These analyses show that both the DASH-SF and the CV-score are predictive of deadly violence. We therefore tested whether, together, they may be more predictive than either alone. We first performed regression analyses to predict membership of the Deadly violence group where we first added one of the variables at step 1 and then the other at step 2 to see if its addition improved the model’s fit. Addition of the CV-score at step 2 improved the model’s fit when DASH-SF was entered at step 1 (p < 0.01). Likewise, the DASH-SF improved the model’s fit when entered at step 2 when CV-score was entered at step 1. Both the CV-score (Exp(B) = 1.54, p < 0.001) and the DASH-SF (Exp(B) = 1.73, p < 0.01) were significant predictors in the final model. Hence, the CV-score and the DASH-SF make non-redundant predictions of future deadly violence.

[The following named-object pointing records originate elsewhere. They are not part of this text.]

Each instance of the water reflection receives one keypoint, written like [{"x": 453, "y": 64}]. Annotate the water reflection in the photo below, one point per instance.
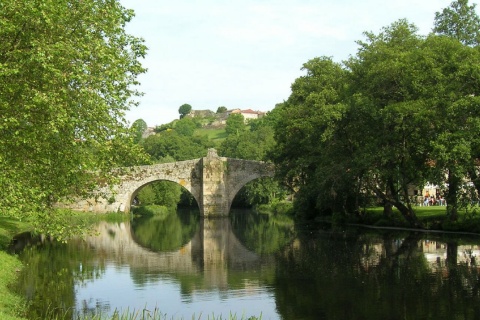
[{"x": 255, "y": 265}]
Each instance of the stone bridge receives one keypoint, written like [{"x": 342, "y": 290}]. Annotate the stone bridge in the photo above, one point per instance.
[{"x": 212, "y": 180}]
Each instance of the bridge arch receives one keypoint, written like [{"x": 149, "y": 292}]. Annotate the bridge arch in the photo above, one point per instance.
[
  {"x": 152, "y": 181},
  {"x": 212, "y": 180}
]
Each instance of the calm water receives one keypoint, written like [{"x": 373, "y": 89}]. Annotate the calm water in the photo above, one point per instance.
[{"x": 251, "y": 265}]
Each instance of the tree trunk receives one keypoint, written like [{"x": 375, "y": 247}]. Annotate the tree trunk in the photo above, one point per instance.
[
  {"x": 452, "y": 195},
  {"x": 406, "y": 212}
]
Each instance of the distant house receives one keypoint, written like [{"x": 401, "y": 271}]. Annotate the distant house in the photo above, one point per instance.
[
  {"x": 201, "y": 114},
  {"x": 150, "y": 131},
  {"x": 247, "y": 114}
]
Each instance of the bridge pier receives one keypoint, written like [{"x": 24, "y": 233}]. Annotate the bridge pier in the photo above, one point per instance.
[{"x": 212, "y": 180}]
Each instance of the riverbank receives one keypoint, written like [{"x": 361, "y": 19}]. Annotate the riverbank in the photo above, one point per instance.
[{"x": 12, "y": 306}]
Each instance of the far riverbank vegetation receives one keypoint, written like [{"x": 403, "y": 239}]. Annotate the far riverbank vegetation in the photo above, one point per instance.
[{"x": 388, "y": 138}]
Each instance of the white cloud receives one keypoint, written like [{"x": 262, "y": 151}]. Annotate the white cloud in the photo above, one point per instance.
[{"x": 247, "y": 53}]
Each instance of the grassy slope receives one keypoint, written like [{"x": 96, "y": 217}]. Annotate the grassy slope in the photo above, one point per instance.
[
  {"x": 215, "y": 135},
  {"x": 11, "y": 305},
  {"x": 433, "y": 218}
]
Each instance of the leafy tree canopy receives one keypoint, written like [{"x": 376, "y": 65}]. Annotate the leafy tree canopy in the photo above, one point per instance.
[
  {"x": 221, "y": 109},
  {"x": 459, "y": 21},
  {"x": 235, "y": 124},
  {"x": 67, "y": 76},
  {"x": 184, "y": 110},
  {"x": 138, "y": 128}
]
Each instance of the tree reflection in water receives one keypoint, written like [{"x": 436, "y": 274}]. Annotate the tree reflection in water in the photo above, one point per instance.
[{"x": 315, "y": 273}]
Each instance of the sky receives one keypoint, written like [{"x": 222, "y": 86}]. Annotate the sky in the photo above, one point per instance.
[{"x": 246, "y": 53}]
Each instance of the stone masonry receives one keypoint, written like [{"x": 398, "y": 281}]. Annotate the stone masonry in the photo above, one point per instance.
[{"x": 212, "y": 180}]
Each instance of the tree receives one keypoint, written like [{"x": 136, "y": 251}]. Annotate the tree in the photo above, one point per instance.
[
  {"x": 221, "y": 109},
  {"x": 67, "y": 76},
  {"x": 139, "y": 127},
  {"x": 184, "y": 110},
  {"x": 235, "y": 123},
  {"x": 185, "y": 127},
  {"x": 459, "y": 21},
  {"x": 389, "y": 111},
  {"x": 307, "y": 144},
  {"x": 254, "y": 144}
]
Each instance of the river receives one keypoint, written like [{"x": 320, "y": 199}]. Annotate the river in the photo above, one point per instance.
[{"x": 182, "y": 267}]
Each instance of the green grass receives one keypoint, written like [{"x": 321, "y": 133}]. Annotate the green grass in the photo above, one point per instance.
[
  {"x": 215, "y": 135},
  {"x": 11, "y": 305},
  {"x": 432, "y": 218}
]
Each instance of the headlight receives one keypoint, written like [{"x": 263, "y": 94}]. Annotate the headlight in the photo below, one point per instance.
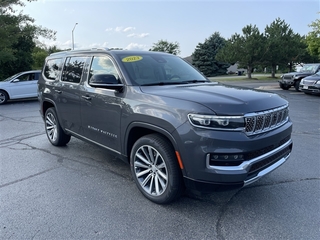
[{"x": 231, "y": 123}]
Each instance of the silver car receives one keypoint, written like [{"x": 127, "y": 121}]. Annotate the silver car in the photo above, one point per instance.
[{"x": 20, "y": 85}]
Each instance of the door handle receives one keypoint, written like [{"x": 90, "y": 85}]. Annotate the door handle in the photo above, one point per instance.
[{"x": 86, "y": 97}]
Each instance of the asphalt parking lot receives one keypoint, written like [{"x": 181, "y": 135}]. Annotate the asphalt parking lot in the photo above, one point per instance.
[{"x": 81, "y": 192}]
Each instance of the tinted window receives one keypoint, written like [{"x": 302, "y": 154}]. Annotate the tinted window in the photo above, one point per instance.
[
  {"x": 103, "y": 65},
  {"x": 73, "y": 68},
  {"x": 151, "y": 68},
  {"x": 52, "y": 68}
]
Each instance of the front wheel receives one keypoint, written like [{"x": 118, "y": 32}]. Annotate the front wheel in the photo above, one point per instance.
[
  {"x": 296, "y": 85},
  {"x": 54, "y": 131},
  {"x": 3, "y": 97},
  {"x": 155, "y": 169},
  {"x": 283, "y": 86}
]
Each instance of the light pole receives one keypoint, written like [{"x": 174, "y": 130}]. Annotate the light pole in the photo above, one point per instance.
[{"x": 72, "y": 36}]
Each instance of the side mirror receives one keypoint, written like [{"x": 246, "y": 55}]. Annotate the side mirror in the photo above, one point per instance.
[{"x": 108, "y": 81}]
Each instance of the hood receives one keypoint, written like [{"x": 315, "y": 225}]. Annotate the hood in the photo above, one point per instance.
[
  {"x": 222, "y": 99},
  {"x": 297, "y": 73}
]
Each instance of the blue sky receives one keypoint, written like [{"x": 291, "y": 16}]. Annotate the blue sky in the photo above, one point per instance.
[{"x": 137, "y": 24}]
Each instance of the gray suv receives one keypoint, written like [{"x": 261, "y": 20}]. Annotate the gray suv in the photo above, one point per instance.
[{"x": 155, "y": 111}]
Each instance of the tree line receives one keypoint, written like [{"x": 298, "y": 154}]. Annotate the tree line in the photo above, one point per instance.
[{"x": 277, "y": 46}]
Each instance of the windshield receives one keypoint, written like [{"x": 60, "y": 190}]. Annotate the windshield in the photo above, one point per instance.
[
  {"x": 309, "y": 68},
  {"x": 12, "y": 77},
  {"x": 159, "y": 69}
]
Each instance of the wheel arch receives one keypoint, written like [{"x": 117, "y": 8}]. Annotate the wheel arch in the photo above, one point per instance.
[
  {"x": 6, "y": 92},
  {"x": 137, "y": 130}
]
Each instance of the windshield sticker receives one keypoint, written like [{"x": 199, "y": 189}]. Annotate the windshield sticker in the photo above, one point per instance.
[{"x": 131, "y": 59}]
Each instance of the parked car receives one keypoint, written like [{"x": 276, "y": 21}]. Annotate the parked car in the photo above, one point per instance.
[
  {"x": 20, "y": 85},
  {"x": 174, "y": 126},
  {"x": 294, "y": 78},
  {"x": 311, "y": 84}
]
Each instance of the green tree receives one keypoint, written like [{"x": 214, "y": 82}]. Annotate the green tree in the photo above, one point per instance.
[
  {"x": 204, "y": 56},
  {"x": 313, "y": 39},
  {"x": 246, "y": 49},
  {"x": 165, "y": 46},
  {"x": 282, "y": 45},
  {"x": 18, "y": 34}
]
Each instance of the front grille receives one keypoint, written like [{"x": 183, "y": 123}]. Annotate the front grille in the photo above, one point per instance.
[
  {"x": 308, "y": 82},
  {"x": 265, "y": 121}
]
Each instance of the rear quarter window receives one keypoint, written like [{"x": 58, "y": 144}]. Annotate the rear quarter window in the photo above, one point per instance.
[
  {"x": 73, "y": 68},
  {"x": 52, "y": 68}
]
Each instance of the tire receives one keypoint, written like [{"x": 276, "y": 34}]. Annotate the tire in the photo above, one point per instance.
[
  {"x": 155, "y": 169},
  {"x": 296, "y": 85},
  {"x": 55, "y": 134},
  {"x": 283, "y": 86},
  {"x": 3, "y": 97}
]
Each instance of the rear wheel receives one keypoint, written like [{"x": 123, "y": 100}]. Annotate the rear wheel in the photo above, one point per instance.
[
  {"x": 3, "y": 97},
  {"x": 296, "y": 85},
  {"x": 155, "y": 169},
  {"x": 54, "y": 131}
]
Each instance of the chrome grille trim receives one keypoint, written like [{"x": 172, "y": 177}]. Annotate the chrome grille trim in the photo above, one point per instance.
[{"x": 260, "y": 122}]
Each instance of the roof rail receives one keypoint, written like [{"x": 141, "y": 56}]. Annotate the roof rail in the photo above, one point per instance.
[{"x": 85, "y": 50}]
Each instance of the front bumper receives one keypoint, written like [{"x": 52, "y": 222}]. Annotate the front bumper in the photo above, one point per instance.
[
  {"x": 261, "y": 155},
  {"x": 313, "y": 89},
  {"x": 287, "y": 82}
]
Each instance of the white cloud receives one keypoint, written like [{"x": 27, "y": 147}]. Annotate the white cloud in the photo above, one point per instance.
[
  {"x": 118, "y": 29},
  {"x": 136, "y": 35},
  {"x": 127, "y": 29},
  {"x": 136, "y": 46}
]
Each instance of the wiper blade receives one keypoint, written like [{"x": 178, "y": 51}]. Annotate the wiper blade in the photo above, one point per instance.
[
  {"x": 195, "y": 81},
  {"x": 163, "y": 83},
  {"x": 173, "y": 82}
]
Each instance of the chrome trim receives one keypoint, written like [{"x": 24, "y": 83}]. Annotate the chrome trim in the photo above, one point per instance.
[
  {"x": 245, "y": 166},
  {"x": 266, "y": 170},
  {"x": 80, "y": 136},
  {"x": 257, "y": 122}
]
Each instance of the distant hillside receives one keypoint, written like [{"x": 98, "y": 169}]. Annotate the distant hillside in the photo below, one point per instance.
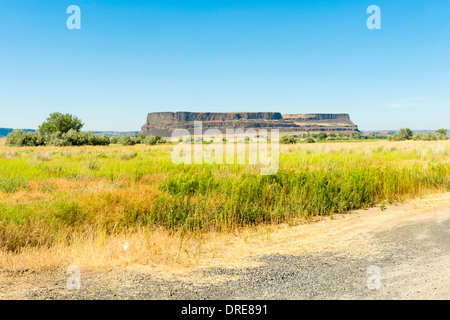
[{"x": 5, "y": 131}]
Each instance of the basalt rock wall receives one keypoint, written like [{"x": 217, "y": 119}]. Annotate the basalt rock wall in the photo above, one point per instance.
[{"x": 165, "y": 123}]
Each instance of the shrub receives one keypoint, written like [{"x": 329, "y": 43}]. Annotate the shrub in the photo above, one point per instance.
[
  {"x": 12, "y": 184},
  {"x": 153, "y": 140},
  {"x": 322, "y": 136},
  {"x": 19, "y": 138}
]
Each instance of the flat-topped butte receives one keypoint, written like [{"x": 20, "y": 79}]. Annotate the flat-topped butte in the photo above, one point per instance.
[{"x": 165, "y": 123}]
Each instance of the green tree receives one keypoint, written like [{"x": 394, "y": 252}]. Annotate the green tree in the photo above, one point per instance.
[{"x": 58, "y": 122}]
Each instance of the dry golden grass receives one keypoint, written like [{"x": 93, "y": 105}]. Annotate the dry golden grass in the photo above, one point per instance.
[{"x": 158, "y": 248}]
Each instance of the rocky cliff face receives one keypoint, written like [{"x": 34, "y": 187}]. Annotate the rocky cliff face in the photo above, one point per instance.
[{"x": 165, "y": 123}]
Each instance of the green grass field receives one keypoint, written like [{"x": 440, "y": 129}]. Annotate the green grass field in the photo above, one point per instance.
[{"x": 56, "y": 196}]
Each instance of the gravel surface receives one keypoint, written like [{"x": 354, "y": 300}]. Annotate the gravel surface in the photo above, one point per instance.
[{"x": 413, "y": 259}]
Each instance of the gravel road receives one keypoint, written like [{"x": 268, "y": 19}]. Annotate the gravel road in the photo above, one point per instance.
[{"x": 409, "y": 245}]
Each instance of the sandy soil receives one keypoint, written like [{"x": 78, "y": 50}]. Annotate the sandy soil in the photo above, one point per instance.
[{"x": 326, "y": 259}]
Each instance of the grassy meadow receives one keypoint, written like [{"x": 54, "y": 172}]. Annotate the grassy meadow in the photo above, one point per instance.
[{"x": 66, "y": 197}]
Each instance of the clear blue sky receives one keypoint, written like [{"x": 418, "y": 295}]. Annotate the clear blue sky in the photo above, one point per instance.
[{"x": 135, "y": 57}]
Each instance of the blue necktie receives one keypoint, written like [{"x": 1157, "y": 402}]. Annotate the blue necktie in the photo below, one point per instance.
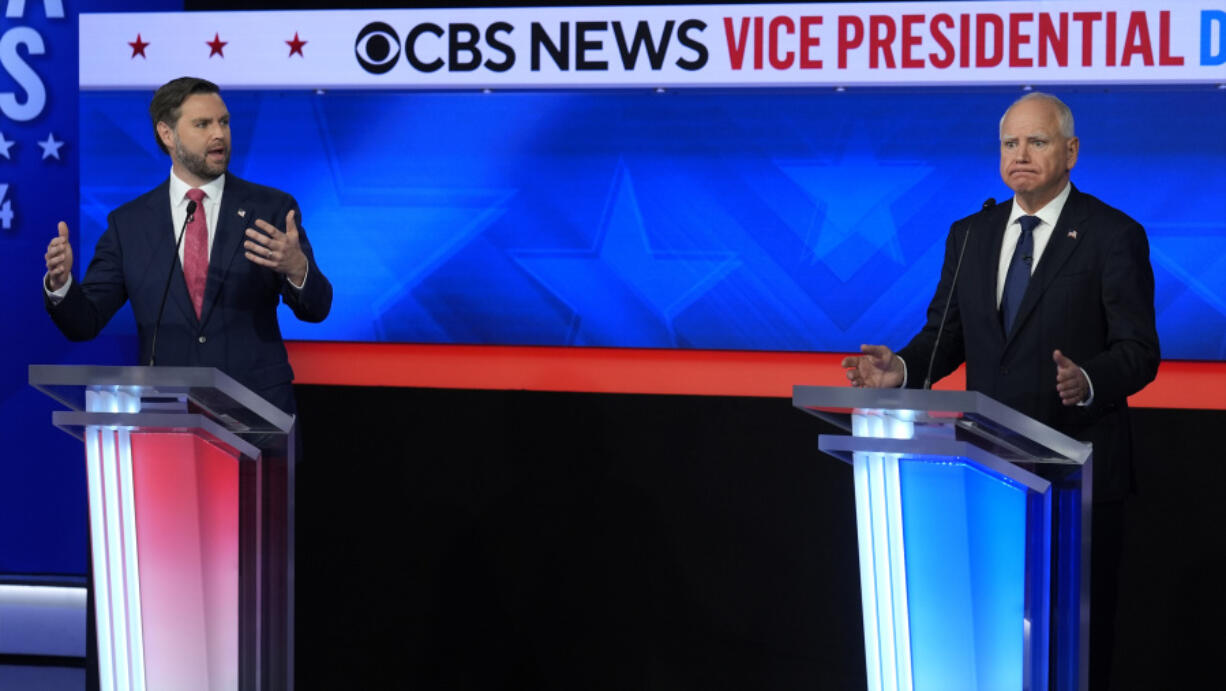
[{"x": 1019, "y": 272}]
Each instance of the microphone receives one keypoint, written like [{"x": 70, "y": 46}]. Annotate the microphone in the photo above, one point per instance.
[
  {"x": 157, "y": 325},
  {"x": 953, "y": 284}
]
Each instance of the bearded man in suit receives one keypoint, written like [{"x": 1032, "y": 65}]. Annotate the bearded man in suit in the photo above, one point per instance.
[
  {"x": 222, "y": 309},
  {"x": 1053, "y": 315}
]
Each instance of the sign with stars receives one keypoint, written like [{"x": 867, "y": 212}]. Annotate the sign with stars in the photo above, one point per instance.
[{"x": 907, "y": 44}]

Finally, we produced a predictor variable that combined the DASH-SF with the CV-score by the simple addition of the two, which we termed DASH-CV. This was strongly predictive of membership of the Deadly violence group (AUC = 0.84, 95% CI [0.78, 0.91], p < 0.001), although the AUC was not significantly greater than that of the DASH-SF or CV-score alone. Despite being based on items that predicted deadly violence, the DASH-CV was also strongly predictive of membership of the Persistent offending group (AUC = 0.74, 95% CI [0.70, 0.78], p < 0.001).

4. Discussion

The study found that the DASH had predictive validity for both deadly violence and for persistent domestic abuse. The AUC of 0.67 for deadly violence is regarded as a “moderate” effect size [14]. The present results therefore differ from previous examinations of the DASH that failed to find that it had any predictive validity [8,9,10,11,12].
Whilst the predictive validity of the DASH is modest, it does not appear to be out of line with other instruments designed to predict domestic violence. The meta-analytic review of van Der Put et al. [20] looked at a range of instruments designed to predict violence in general or domestic violence. Overall, they found an AUC of 0.65 (though, when correcting for possible missing studies, this reduced to 0.60), with those specifically designed for domestic violence also producing an AUC of 0.65. Limiting studies to those that looked at severe/near fatal violence (as in the present study) produced an AUC of 0.66. Looking at some of the most used and studied domestic violence risk instruments across the world, they showed that the DVSI [21] had an AUC of 0.61, the B-SAFER [22] an AUC of 0.60, the DA [23] an AUC of 0.66, the ODARA [24] an AUC of 0.69, and the SARA [25] an AUC of 0.64. Hence, the DASH appears to perform as well as these other domestic violence instruments and there is no obvious evidence that one instrument is a better predictor than any another.
Why might there be a discrepancy between our study showing that DASH is as predictive of deadly violence commensurate with other domestic violence risk prediction schemes and the previous studies finding little validity for DASH? Any scheme designed to predict domestic abuse (or other forms of violence) is dependent on the correct usage of the instrument. As discussed earlier, Robinson et al. [7,8] have shown that the DASH is often not used in the correct manner, with instances of cutting and pasting from previous reports, only completing the DASH if it was felt worthwhile, etc. The current research was partly driven by the recognition of the increasing importance of the accurate assessment of the risk of domestic abuse and improvements being made in the Dyfed-Powys police force to improve the quality of the police response to domestic incidents. This included greater training in the use of the DASH. These improvements may have produced a higher quality of the DASH, allowing it to be predictive of future incidents of domestic violence. We stress that this possible reason for DASH’s efficacy in this study compared to the previous studies is speculative, as a direct comparison to other forces was not conducted.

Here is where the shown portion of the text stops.